Веселый разговор, эх, развеселый разговор!..

Новиков-Прибой поет, вернее, играет песню, весь отдаваясь ей. Жестами, взглядом, мимикой он передает переживания сына, который задумал жениться, но «отец сыну не поверил, что на свете есть любовь».

Отвернулся сын, заплакал и пошел во темный лес.

Печаль и слезы в голосе Силыча, он закачал головой, ухватившись за нее обеими руками, отвернулся от стола, и отсветы раскаленных в печи углей затрепетали на бритой его голове. И, глубоко вздохнув, безнадежно махнув руками, он горестно, с надрывом выкрикнул:

— Эх!

— Веселый разговор, — подхватил Степан Максимович и скосил глаза на окно, за которым догорала заря. — Эх, развеселый разговор!

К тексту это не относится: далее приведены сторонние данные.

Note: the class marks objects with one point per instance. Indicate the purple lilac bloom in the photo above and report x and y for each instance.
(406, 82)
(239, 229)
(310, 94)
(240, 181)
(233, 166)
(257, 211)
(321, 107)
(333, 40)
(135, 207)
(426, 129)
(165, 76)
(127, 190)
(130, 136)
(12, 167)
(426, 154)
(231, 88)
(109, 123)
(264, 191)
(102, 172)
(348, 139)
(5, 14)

Старинная, простая и трогательная своей простотой песня рассказывала, как взял сын саблю, «саблю остру и зарезал сам себя…» Очарованный этой песней, мягким задушевным голосом Силыча, его игрой, звонким рыдающим тенором Степана Максимовича, я жадно слушал, и в далекое-далекое прошлое уносила меня песня.

В стародавние те времена, когда сложили ее, сын не мог ослушаться отца, не мог он и жить без любимой, и «его буйная головушка покатилась по траве».

Тишина в избушке, слышно только, как потрескивают угли в печи. И опять мягко и печально возникает песня:

Отец сыну тут поверил, что на свете есть любовь,

Что на свете девок много, одною можно любить.

Веселый разговор, эх, развеселый разговор!..

4

Две любимые песни были у Новикова-Прибоя: «Как задумал сын жениться» и «По морям, по волнам, нынче здесь, а завтра там». Должно быть, первая напоминала ему родину, жизнь в селе до призыва на военную службу, а вторая напоминала моря, дальние плавания, товарищей-матросов. Первая песня трогала сердце печалью и жалостью, а во второй звучало буйство молодости, широкой и вольной, как морские просторы.

По морям, по волнам,

Нынче здесь, а завтра там, —

поет Силыч, окидывая сияющим взглядом ровную гладь половодья.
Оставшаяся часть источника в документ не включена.